After nearly two months of rehearsals, there’s just one way the cast of the Toronto production of Dear Evan Hansen is feeling: ready. “Well…ready for an audience,” star Jessica Sherman—who plays Heidi Hansen, mother to the titular Evan—clarifies. “You learn so much from the audience reacting. It’s time.”

Sherman, her co-stars and the creative team behind the show, including multi-award winning songwriters Benj Pasek and Justin Paul (you know their music from movies like La La Land and The Greatest Showman), are gathered to meet media in the basement of the Royal Alexandra Theatre the morning of opening day. The Toronto staging marks the first international production of the Tony-winning play (with a mostly Canadian cast to boot), about a troubled teen who lies about being friends with a classmate who has recently died by suicide. It’s a musical that touches on issues of social media and mental health, and is one that has deeply resonated with the loyal and passionate following it has grown.

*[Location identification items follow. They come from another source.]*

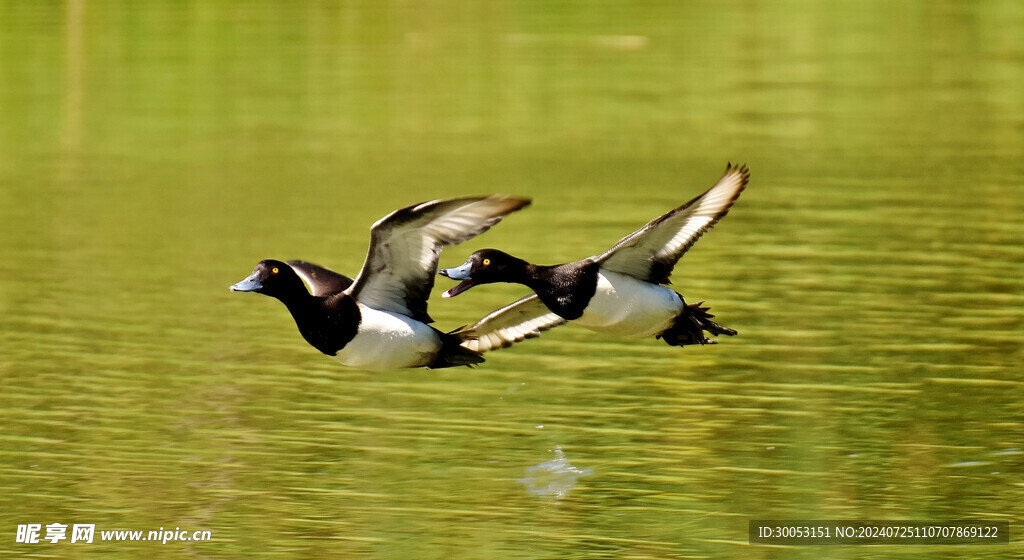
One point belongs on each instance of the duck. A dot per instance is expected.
(379, 319)
(624, 291)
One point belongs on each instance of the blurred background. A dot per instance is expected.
(151, 154)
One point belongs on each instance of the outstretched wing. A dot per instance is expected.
(519, 320)
(322, 282)
(400, 265)
(651, 252)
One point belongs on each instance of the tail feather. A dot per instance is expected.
(690, 325)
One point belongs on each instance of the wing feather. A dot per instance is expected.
(651, 252)
(401, 262)
(322, 282)
(519, 320)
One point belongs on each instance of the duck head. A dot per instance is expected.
(271, 277)
(484, 266)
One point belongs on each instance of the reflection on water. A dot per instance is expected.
(148, 154)
(553, 478)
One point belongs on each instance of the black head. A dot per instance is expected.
(484, 266)
(272, 278)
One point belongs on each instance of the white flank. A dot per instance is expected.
(389, 341)
(624, 305)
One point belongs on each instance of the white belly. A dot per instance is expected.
(389, 341)
(624, 305)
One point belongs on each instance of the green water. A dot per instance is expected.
(152, 154)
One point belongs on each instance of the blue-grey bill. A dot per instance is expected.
(251, 284)
(460, 273)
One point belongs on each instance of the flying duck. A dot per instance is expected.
(622, 291)
(379, 320)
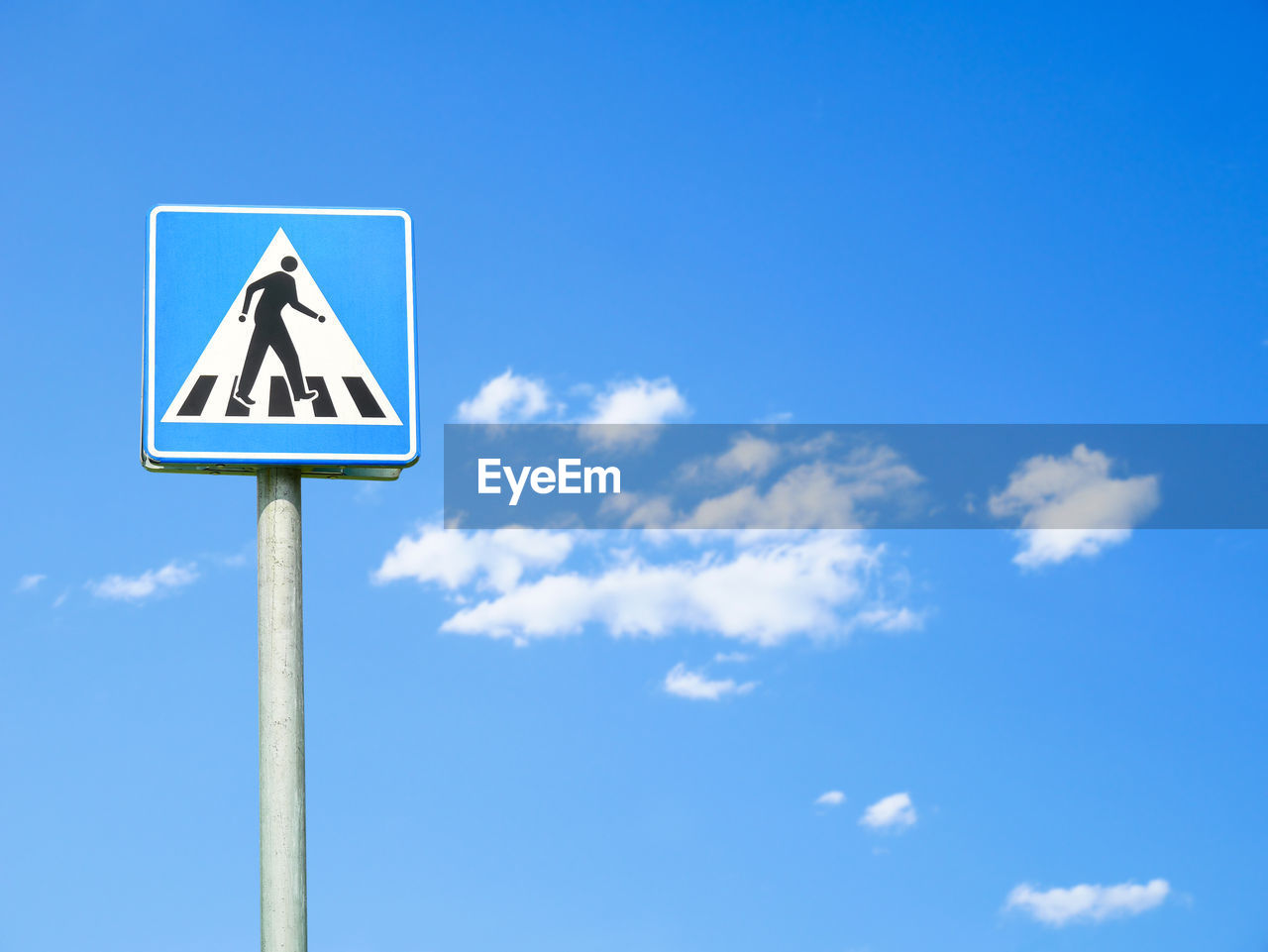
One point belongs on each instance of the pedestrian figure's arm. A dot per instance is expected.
(295, 303)
(250, 289)
(303, 309)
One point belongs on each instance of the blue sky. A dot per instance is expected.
(822, 213)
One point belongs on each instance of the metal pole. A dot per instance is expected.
(283, 875)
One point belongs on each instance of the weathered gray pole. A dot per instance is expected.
(283, 876)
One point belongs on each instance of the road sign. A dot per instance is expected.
(279, 336)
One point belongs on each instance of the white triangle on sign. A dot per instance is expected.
(330, 364)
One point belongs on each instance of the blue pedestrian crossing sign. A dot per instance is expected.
(279, 336)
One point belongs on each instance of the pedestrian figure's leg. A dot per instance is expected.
(255, 352)
(285, 350)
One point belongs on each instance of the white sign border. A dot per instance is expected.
(221, 457)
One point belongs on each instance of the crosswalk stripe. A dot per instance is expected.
(333, 403)
(279, 398)
(234, 408)
(197, 398)
(322, 406)
(366, 403)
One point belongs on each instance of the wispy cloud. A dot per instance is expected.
(1087, 902)
(892, 812)
(485, 559)
(695, 686)
(762, 590)
(136, 588)
(1051, 493)
(507, 398)
(638, 401)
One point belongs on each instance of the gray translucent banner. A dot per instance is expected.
(801, 476)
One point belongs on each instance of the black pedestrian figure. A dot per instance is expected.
(276, 290)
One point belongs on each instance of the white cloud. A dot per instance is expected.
(638, 401)
(888, 619)
(489, 559)
(751, 456)
(136, 588)
(765, 592)
(1088, 902)
(895, 811)
(1070, 506)
(506, 398)
(818, 494)
(696, 688)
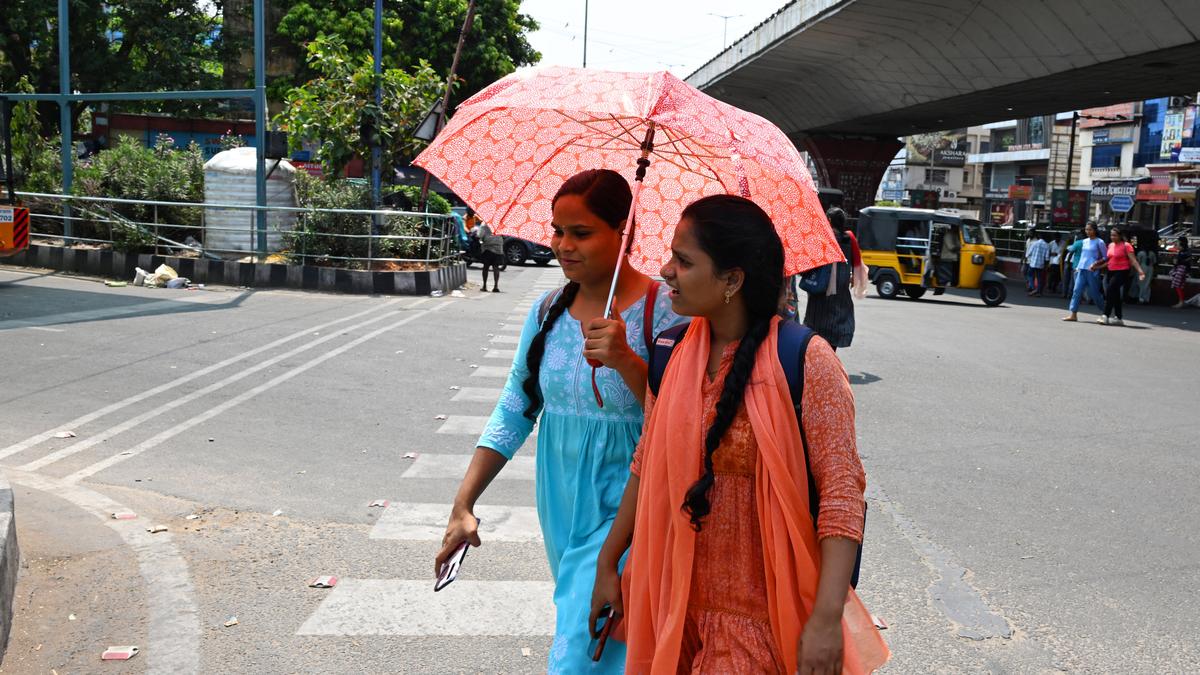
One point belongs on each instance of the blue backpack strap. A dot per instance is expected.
(664, 346)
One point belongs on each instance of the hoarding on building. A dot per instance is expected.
(937, 148)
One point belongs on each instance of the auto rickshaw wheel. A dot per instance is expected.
(887, 287)
(993, 293)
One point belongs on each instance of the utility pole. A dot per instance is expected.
(445, 97)
(725, 30)
(585, 33)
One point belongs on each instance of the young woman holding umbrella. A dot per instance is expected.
(727, 572)
(583, 449)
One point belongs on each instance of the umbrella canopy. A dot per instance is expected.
(508, 150)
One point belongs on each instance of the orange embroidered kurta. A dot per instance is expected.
(727, 626)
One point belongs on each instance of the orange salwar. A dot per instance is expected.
(725, 625)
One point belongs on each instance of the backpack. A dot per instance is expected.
(793, 344)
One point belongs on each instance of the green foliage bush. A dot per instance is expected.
(310, 242)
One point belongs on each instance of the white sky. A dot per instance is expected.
(641, 35)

And with that built-in following also comes a lot of pressure, cast members admit. “It’s both empowering and humbling,” Sherman, who is a Toronto native, says. “There’s a very big responsibility to this. We’re not just mucking about on stage—this show really speaks to a lot of people in a deep and profound way. We can’t mess with that.”



Claire Rankin (you may recognize her from on-screen roles in movies like Molly’s Game), who plays Cynthia, agrees. “[People resonate] with this show because it’s about the feeling of wanting to be connected,” she says. “I think all of us are hoping for more of that in our lives. It’s very universal.”

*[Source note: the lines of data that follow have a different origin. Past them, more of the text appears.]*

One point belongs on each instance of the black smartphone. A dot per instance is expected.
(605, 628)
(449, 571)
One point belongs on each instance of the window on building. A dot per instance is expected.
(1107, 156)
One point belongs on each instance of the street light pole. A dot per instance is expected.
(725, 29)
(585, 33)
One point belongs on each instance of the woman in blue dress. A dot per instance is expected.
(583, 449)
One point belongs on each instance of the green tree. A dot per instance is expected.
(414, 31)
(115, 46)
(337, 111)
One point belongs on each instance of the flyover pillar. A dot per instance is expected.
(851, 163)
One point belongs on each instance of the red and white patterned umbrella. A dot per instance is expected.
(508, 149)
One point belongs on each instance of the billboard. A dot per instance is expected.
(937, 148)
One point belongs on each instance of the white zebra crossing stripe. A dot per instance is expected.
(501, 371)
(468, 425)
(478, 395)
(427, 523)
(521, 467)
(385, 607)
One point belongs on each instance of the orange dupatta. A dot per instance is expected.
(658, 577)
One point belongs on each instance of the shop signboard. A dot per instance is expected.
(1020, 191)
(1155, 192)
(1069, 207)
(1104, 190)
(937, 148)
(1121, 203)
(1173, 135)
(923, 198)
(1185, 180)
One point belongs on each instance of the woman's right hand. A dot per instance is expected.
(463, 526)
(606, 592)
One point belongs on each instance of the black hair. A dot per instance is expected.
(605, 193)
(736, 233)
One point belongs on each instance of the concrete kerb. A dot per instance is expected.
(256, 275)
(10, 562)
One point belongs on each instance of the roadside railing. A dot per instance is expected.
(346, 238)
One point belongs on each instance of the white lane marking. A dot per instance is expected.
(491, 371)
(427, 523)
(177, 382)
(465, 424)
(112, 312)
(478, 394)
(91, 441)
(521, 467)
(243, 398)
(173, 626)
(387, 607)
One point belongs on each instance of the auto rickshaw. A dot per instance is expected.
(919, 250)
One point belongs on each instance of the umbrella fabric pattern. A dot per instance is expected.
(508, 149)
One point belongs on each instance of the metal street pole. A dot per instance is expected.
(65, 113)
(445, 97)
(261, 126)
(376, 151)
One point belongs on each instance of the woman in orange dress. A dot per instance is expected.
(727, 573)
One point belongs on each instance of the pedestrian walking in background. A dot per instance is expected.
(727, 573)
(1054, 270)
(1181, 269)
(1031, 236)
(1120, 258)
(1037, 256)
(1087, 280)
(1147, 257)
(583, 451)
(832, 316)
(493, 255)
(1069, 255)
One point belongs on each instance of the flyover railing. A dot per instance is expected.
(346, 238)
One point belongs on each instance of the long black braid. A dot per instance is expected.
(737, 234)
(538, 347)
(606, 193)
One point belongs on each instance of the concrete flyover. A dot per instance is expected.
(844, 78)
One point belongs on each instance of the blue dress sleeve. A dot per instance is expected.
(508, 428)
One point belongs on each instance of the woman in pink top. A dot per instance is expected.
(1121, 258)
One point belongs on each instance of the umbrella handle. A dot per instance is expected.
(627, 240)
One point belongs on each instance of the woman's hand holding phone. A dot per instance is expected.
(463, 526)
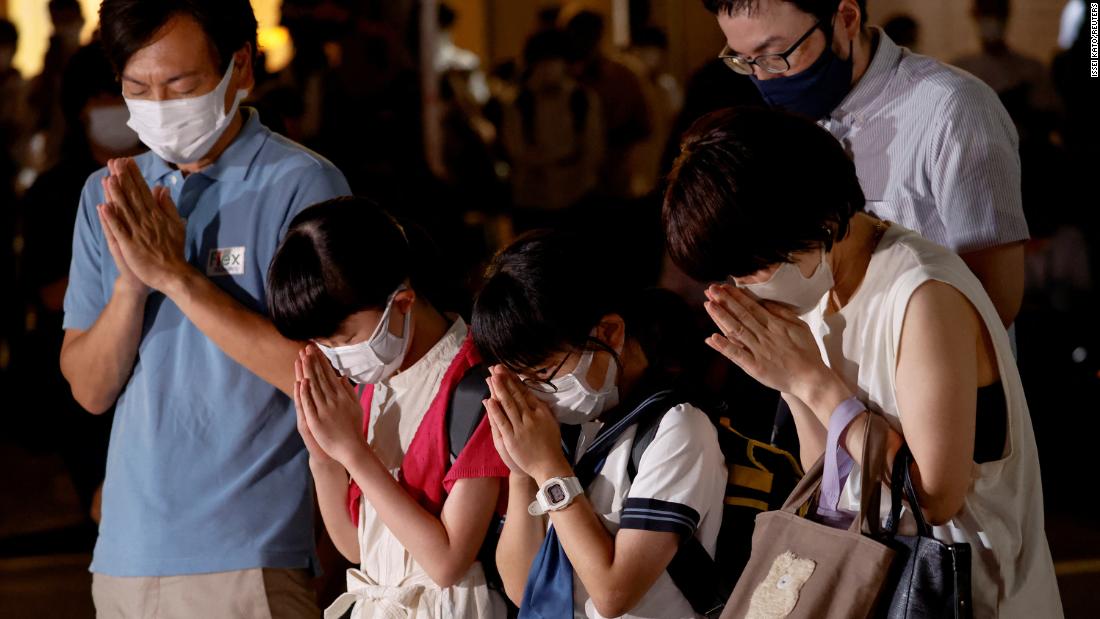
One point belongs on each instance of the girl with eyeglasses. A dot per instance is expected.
(580, 371)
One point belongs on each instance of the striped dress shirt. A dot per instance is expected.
(934, 148)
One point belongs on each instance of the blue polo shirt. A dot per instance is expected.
(206, 471)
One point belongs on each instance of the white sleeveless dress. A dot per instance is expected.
(1002, 515)
(388, 584)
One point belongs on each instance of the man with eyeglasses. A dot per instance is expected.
(934, 147)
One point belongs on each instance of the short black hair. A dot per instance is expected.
(543, 294)
(754, 186)
(128, 25)
(339, 257)
(821, 9)
(9, 34)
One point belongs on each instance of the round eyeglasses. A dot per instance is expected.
(770, 63)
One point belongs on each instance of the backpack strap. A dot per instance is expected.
(465, 411)
(692, 570)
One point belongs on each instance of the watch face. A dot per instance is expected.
(556, 494)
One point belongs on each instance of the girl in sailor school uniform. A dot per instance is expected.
(586, 532)
(411, 516)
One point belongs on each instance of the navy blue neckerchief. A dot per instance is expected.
(549, 590)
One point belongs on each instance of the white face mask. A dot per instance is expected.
(378, 356)
(182, 131)
(575, 401)
(107, 128)
(788, 286)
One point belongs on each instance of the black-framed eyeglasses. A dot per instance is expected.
(770, 63)
(546, 385)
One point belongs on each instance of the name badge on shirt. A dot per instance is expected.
(226, 261)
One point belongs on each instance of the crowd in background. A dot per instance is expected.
(568, 135)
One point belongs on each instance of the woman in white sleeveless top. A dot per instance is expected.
(890, 323)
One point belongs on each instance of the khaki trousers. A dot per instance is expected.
(245, 594)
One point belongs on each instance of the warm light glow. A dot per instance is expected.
(32, 19)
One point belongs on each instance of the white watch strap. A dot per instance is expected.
(571, 486)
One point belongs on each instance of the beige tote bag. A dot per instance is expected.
(801, 568)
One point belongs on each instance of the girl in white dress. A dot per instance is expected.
(849, 316)
(413, 515)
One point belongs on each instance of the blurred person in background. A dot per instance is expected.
(934, 147)
(12, 109)
(44, 96)
(650, 46)
(207, 508)
(96, 131)
(619, 85)
(553, 134)
(12, 131)
(463, 64)
(904, 31)
(1022, 83)
(296, 94)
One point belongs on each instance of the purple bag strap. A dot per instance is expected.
(837, 460)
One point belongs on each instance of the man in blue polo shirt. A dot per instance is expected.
(207, 507)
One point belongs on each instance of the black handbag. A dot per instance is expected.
(928, 578)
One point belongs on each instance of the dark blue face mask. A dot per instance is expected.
(815, 91)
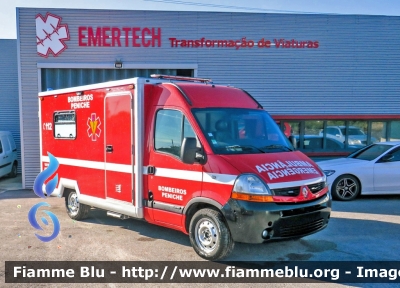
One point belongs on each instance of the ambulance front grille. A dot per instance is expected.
(314, 188)
(302, 229)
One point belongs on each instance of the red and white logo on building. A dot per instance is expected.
(50, 35)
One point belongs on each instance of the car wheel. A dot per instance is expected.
(346, 188)
(13, 172)
(75, 210)
(209, 235)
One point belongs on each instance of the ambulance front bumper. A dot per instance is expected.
(253, 222)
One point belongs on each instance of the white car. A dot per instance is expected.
(374, 169)
(356, 135)
(8, 155)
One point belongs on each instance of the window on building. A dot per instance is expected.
(395, 131)
(171, 128)
(378, 132)
(312, 139)
(65, 125)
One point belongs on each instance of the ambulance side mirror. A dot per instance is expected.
(188, 150)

Sherman and Rankin ultimately are proud to be part of a beloved musical that they say creates space for conversations about mental health. They hope that when audiences leave at the end of the night, they walk away with two things. First, the realization that everyone is struggling with something and it’s okay to speak out and ask for—or offer—help.

And the second?

“Tissues,” Sherman says, laughing. “I hope you have just one dry one left.”